Lin Yi ordered that nameless lamp stands be installed at all nineteen self-emitting point sources throughout the city.
He announced a strange rule through the city radio: any citizen passing by these lampposts who has a feeling may light up the lamp if they feel something, but they are not allowed to say what they are thinking or talk to others.
On the first day of the plan, only three light stands were lit.
On the seventh day, nineteen light stands burned day and night. The city's subconscious was completely awakened.
Late that night, a strange phenomenon suddenly occurred at a lamppost located at the end of an alley in the eastern district.
In the surveillance footage, the flame of the lamp suddenly shot up, then condensed in the air into a clear, illusory dog paw print, which lasted for a full five seconds before slowly dissipating.
The next day, a young man was passing by that alley in a hurry, but he suddenly stopped when he saw the lamp.
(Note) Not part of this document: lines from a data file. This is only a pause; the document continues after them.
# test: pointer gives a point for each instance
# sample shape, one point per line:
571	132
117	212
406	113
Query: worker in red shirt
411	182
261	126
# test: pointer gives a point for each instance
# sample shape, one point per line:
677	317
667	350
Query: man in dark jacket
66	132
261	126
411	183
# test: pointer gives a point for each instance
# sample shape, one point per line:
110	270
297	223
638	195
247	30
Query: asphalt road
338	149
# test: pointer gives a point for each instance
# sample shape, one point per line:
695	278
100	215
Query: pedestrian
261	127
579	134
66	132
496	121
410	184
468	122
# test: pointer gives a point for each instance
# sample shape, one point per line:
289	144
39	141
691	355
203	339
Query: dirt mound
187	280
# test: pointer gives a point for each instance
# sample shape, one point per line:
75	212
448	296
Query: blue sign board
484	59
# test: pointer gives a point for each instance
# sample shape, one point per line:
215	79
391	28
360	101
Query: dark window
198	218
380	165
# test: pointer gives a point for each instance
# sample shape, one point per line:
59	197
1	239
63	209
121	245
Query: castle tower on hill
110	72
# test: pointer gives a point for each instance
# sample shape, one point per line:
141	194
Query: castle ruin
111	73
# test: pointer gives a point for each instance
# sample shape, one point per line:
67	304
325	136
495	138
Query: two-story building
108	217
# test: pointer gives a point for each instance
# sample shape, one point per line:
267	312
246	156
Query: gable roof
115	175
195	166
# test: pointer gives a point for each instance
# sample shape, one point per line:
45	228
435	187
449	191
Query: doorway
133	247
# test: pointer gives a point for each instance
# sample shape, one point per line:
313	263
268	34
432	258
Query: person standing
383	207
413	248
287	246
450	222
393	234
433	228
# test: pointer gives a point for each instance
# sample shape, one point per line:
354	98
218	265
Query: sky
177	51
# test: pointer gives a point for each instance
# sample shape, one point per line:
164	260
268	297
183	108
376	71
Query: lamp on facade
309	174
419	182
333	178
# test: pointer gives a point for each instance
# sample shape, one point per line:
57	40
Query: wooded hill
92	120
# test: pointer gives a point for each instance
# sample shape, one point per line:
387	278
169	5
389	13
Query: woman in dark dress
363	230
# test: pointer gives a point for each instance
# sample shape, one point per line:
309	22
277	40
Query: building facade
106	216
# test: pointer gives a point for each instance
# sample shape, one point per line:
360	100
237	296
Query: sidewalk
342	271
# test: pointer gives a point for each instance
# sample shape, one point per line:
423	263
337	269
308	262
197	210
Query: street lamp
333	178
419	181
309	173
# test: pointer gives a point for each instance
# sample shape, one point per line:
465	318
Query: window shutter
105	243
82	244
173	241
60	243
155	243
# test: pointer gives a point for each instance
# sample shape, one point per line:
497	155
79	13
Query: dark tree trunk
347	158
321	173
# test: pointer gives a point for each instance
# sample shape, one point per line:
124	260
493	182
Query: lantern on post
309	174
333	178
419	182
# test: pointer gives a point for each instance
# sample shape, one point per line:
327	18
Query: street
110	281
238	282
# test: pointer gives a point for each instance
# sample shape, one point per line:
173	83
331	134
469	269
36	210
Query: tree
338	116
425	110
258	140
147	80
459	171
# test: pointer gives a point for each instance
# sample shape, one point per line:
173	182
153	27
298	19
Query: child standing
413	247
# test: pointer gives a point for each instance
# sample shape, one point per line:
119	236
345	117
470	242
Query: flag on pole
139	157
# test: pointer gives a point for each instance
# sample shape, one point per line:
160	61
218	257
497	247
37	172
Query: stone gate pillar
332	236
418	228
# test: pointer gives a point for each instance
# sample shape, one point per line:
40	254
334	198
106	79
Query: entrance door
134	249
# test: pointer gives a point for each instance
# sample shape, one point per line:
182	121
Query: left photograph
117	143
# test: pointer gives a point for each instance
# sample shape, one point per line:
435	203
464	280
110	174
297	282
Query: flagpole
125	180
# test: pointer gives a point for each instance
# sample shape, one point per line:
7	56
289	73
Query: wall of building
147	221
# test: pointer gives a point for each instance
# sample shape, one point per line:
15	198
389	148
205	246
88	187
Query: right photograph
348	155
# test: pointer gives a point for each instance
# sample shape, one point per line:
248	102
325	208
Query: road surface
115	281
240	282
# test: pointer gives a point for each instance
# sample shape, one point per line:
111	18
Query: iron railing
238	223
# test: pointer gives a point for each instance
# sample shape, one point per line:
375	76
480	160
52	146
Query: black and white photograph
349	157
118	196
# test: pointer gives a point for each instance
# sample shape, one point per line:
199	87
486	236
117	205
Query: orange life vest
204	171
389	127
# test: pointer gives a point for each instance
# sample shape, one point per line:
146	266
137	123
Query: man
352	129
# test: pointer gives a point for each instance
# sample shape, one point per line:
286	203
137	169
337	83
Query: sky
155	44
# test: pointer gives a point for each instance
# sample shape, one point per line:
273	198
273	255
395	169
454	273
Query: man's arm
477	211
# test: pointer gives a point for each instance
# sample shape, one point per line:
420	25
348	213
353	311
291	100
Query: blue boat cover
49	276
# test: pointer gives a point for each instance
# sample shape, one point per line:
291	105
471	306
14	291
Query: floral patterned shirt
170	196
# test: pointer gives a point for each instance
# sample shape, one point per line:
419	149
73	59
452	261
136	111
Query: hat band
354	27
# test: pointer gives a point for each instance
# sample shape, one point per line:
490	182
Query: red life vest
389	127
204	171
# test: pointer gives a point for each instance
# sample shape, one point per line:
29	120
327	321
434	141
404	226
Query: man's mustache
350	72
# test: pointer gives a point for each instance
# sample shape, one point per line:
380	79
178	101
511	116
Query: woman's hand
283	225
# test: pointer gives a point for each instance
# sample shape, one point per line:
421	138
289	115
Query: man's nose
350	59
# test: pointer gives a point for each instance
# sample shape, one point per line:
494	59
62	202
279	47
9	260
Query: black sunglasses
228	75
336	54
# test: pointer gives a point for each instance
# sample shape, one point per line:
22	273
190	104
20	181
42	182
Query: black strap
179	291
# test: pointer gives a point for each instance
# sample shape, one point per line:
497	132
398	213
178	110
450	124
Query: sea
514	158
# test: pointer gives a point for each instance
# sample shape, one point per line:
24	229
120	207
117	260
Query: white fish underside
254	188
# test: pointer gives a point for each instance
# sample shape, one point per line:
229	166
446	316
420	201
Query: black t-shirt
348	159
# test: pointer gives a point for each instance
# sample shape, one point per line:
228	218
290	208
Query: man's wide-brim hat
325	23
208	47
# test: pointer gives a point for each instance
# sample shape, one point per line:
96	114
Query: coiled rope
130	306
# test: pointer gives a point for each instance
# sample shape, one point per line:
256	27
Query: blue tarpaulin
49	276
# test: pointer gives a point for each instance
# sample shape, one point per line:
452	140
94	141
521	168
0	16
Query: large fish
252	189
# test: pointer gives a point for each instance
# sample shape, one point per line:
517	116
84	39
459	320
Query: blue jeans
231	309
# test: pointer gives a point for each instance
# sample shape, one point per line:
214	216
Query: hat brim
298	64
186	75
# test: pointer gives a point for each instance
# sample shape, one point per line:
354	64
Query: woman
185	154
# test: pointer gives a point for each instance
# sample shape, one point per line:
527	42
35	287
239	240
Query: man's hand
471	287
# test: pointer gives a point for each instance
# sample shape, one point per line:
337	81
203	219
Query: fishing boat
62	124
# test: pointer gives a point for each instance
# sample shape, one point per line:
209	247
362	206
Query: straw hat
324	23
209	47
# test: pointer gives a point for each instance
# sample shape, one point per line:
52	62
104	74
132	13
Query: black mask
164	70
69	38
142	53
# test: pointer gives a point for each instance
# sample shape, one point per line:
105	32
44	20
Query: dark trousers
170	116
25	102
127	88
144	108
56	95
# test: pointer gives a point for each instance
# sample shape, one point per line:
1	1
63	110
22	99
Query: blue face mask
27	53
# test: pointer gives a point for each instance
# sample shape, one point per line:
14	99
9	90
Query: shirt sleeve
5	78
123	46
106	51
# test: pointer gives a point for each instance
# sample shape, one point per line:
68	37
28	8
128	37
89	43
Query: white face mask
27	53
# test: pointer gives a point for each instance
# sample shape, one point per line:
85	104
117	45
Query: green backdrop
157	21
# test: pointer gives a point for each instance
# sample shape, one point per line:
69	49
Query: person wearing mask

He stood there blankly for a long time, his eyes filled with confusion and reminiscence, and finally murmured to himself, "My uncle... he used to say that dogs remember things better than people." He was the nephew of that old scavenger.
At the same moment, inside the underground control center of the Malt Ruins, Lin Yi was staring at the data stream of the Wall Language Plants.
He discovered that since the "Silent Response" project began, the flow rate of the silver veins in plant roots and stems has increased threefold.
Among the fragmented memories that were deciphered, images from non-human perspectives began to appear in large numbers: low-angle views close to the ground, scent markings perceived through the sense of smell, and paw print tracks left on the soil...
Lin Yi suddenly remembered something Granny Chen had casually mentioned that day: "Back then, people had nothing to eat, and even the dogs followed us, gnawing on wheat malt. They even remembered the way."
Just then, a very slight yet incredibly muffled tremor came from the floor of the entire control room, as if some ancient thing that had been sleeping for thousands of years had turned over deep within the earth.
The sound was like an echo from ancient times.
Lin Yi gripped the hot, translucent ear of wheat in his hand, feeling the resonance of memories from both humans and beasts emanating from it, and whispered, "So, it's not just humans on their way home... even those forgotten creatures are waiting for a lamp that belongs to them."
His gaze pierced through layers of data, finally settling on a corner of the monitoring screen.
There, a video is playing on a loop showing the flames from the lampposts under the East District bridge forming dog paw prints.
He took a deep breath, swiped his finger across the control panel, and brought up all the high-precision monitoring records of the nineteen self-illuminating point sources. He precisely locked the timeline to the moment the dog paw print appeared, and then to the moment afterward.
He wanted to see what kind of unknown chain reaction would occur in the city's memory network when a dog's memory was activated.